I’m new to the MLJ package but I gather that a fundamental aspect is that when you create a machine object you also define the data for the object. I’m in a situation where I have several very large dataframes that I would like to use to train a model and then I have separate datasets that I want to transform with the machine object to analyze them (It is about using unsupervised learning for anomaly detection).

So, can you add more training data to a machine object after it has been created and fit to the new data as well and it is possible to transform new data after fitting it?

2 Likes

Thanks @hpaldan for your query and for giving MLJ a try.

To paraphrase your questions as I understand them:

  1. Does MLJ support incremental learning (updating learned parameters based new data)?

  2. Can a machine bound to an unsupervised model, trained on data X, be used to transform new data Xnew?

Do I understand correctly?

The answer to 1. is currently no. You can add iterations to a model bound to an iterative model (eg, EvoTreesClassifier) but not new data.

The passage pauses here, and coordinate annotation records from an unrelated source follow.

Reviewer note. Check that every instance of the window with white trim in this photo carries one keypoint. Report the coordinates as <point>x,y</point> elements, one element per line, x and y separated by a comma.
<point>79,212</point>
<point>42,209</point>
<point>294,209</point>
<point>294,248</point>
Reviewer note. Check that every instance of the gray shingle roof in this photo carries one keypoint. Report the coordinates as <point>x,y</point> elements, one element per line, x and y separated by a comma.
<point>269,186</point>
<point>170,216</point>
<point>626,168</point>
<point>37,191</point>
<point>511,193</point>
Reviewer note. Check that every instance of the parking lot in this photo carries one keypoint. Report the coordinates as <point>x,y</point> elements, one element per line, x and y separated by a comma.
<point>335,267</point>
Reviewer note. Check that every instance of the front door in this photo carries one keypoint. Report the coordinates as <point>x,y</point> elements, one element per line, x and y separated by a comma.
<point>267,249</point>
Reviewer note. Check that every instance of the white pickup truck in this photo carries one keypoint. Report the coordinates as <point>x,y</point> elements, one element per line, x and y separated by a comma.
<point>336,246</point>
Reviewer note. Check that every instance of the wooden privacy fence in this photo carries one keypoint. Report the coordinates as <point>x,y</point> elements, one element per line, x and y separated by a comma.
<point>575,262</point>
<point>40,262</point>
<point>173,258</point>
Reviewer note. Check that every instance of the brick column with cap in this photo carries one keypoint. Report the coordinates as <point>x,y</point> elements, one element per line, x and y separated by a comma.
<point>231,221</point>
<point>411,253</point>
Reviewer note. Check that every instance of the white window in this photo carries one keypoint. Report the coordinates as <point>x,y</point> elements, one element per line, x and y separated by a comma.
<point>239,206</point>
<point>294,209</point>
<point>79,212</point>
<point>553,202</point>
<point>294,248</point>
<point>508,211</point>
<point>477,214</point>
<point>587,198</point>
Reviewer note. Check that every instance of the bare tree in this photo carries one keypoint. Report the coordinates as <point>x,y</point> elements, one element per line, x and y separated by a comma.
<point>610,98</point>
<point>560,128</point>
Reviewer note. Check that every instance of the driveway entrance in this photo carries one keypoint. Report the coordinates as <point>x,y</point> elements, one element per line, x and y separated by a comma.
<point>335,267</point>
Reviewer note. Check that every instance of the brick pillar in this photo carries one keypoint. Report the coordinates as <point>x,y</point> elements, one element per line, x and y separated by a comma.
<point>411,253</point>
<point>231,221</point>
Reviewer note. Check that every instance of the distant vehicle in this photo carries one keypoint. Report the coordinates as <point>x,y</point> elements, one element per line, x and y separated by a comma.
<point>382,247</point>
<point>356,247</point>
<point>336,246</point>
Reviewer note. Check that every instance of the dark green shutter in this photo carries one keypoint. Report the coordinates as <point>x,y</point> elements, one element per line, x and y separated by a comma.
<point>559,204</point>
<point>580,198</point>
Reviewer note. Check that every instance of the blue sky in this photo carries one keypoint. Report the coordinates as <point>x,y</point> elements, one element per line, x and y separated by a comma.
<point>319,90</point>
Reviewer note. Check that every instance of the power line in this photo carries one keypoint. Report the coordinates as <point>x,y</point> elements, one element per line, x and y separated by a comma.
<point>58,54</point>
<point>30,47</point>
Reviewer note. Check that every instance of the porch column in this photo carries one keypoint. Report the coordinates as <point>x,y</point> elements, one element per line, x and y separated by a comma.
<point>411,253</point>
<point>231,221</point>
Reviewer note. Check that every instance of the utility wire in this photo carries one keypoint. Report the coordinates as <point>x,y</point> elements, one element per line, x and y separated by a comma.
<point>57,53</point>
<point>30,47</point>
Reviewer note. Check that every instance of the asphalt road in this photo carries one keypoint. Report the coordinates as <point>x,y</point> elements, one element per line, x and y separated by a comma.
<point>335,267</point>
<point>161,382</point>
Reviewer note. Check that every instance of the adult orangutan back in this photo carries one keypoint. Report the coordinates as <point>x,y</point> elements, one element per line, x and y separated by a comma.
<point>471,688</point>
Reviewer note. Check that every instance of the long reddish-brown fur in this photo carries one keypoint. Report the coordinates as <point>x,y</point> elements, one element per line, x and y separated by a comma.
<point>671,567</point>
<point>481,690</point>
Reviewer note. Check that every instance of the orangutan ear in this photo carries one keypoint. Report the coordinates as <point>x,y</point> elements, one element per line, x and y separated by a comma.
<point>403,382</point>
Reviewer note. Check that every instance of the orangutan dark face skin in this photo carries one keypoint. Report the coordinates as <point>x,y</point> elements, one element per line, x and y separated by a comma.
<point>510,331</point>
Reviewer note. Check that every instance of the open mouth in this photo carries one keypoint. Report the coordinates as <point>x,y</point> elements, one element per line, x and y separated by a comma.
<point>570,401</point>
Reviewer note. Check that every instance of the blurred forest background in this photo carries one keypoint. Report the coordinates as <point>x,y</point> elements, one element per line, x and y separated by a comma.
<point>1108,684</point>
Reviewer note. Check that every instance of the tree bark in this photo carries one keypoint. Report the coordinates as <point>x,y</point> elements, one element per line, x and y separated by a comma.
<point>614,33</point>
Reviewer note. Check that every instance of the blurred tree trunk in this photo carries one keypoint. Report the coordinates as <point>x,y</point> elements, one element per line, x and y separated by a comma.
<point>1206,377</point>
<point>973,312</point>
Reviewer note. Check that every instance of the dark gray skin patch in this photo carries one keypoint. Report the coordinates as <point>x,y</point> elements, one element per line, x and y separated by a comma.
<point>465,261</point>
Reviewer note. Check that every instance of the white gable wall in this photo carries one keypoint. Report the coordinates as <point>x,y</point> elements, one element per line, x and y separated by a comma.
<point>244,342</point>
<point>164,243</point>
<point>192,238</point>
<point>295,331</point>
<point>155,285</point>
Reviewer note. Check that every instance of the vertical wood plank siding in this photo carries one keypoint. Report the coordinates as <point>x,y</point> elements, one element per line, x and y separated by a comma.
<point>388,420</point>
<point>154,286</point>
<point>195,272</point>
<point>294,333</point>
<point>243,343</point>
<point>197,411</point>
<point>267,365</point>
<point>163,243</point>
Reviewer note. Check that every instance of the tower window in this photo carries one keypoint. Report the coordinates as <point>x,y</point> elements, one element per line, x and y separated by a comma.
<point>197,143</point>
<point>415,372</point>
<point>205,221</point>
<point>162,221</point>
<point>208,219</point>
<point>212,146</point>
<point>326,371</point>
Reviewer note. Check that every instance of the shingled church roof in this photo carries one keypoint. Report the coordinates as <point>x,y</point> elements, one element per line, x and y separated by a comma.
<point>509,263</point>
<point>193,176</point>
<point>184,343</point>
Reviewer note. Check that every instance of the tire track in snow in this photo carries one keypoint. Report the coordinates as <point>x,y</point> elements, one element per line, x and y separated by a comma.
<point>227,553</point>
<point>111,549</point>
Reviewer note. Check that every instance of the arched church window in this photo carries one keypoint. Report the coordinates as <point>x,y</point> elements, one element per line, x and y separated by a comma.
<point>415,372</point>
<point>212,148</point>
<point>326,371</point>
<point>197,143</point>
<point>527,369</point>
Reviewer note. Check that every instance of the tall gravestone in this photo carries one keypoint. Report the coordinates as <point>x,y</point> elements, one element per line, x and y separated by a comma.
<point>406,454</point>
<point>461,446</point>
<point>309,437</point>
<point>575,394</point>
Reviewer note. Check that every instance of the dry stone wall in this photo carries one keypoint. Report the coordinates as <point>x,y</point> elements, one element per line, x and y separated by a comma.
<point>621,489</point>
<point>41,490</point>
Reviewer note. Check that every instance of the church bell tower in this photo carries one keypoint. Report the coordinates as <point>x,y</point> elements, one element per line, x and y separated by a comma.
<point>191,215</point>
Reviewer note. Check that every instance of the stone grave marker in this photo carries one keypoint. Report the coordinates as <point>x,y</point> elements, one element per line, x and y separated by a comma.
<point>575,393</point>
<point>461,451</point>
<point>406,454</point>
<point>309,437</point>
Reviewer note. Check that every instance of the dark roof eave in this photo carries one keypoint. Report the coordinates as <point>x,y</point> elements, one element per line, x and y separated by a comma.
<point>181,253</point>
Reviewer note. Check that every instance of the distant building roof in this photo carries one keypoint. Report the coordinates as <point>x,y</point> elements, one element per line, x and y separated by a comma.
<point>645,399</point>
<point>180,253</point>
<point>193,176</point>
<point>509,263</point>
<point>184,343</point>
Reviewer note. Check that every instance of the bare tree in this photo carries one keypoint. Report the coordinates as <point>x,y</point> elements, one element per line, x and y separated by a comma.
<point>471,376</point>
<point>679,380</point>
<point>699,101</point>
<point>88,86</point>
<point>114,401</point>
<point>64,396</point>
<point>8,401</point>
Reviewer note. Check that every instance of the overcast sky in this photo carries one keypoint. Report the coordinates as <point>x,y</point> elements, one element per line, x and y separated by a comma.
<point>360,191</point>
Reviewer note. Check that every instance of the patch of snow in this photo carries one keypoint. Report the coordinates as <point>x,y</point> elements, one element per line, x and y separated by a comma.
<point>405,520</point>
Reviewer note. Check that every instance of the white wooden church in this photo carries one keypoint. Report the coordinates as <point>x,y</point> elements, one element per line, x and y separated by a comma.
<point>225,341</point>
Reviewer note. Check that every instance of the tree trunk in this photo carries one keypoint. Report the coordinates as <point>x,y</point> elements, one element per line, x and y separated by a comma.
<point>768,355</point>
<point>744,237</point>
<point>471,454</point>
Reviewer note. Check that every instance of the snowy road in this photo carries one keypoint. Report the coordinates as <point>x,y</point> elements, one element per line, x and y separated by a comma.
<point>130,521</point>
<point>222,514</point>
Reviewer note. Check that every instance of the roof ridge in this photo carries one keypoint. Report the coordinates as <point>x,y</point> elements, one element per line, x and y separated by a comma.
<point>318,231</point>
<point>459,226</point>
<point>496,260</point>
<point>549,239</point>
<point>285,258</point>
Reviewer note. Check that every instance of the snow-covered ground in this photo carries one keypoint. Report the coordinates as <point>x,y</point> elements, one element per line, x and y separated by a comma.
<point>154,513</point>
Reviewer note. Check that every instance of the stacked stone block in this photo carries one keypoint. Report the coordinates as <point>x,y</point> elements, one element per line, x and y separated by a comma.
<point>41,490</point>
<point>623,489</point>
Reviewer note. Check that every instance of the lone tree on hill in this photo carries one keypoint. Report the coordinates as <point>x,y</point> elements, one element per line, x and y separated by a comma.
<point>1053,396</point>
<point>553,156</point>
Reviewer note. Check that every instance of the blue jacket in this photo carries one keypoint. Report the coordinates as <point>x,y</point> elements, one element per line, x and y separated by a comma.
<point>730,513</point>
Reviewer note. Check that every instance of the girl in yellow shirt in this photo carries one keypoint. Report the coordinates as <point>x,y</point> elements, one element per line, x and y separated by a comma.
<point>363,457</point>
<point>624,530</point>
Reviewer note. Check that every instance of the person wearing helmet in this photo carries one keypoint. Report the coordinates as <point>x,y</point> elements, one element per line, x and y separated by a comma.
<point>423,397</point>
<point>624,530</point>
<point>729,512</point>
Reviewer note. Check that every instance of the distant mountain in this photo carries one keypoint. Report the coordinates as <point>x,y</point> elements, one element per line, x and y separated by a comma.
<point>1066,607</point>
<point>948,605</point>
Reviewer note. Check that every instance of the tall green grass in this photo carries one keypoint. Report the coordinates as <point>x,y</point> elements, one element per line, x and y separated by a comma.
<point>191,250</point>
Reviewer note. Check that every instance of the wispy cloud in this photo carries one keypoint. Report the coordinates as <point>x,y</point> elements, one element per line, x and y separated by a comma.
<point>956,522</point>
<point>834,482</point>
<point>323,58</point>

The answer to 2. is yes and there are many examples around in the MLJ learning resources. Here’s another:

using MLJ

PCA = @iload PCA pkg=MultivariateStats

X, y = @load_iris # a table and a vector

model = PCA(maxoutdim=2)
mach = machine(model, X) |> fit!

Xnew = (sepal_length = [6.4, 7.2, 7.4],
        sepal_width = [2.8, 3.0, 2.8],
        petal_length = [5.6, 5.8, 6.1],
        petal_width = [2.1, 1.6, 1.9],)

# training data transformed:
transform(mach, X)

# new data transformed:
transform(mach, Xnew)

If you are transitioning from another ML platform (eg, sk-learn or R) you may find this useful: MLJ for Data Scientists in Two Hours

1 Like

Yes! Thats exactly my questions thank you! Somehow I must have missed the examples with tranforming new data,I only saw examples where partition is used. I will look through the tutorial, thanks again!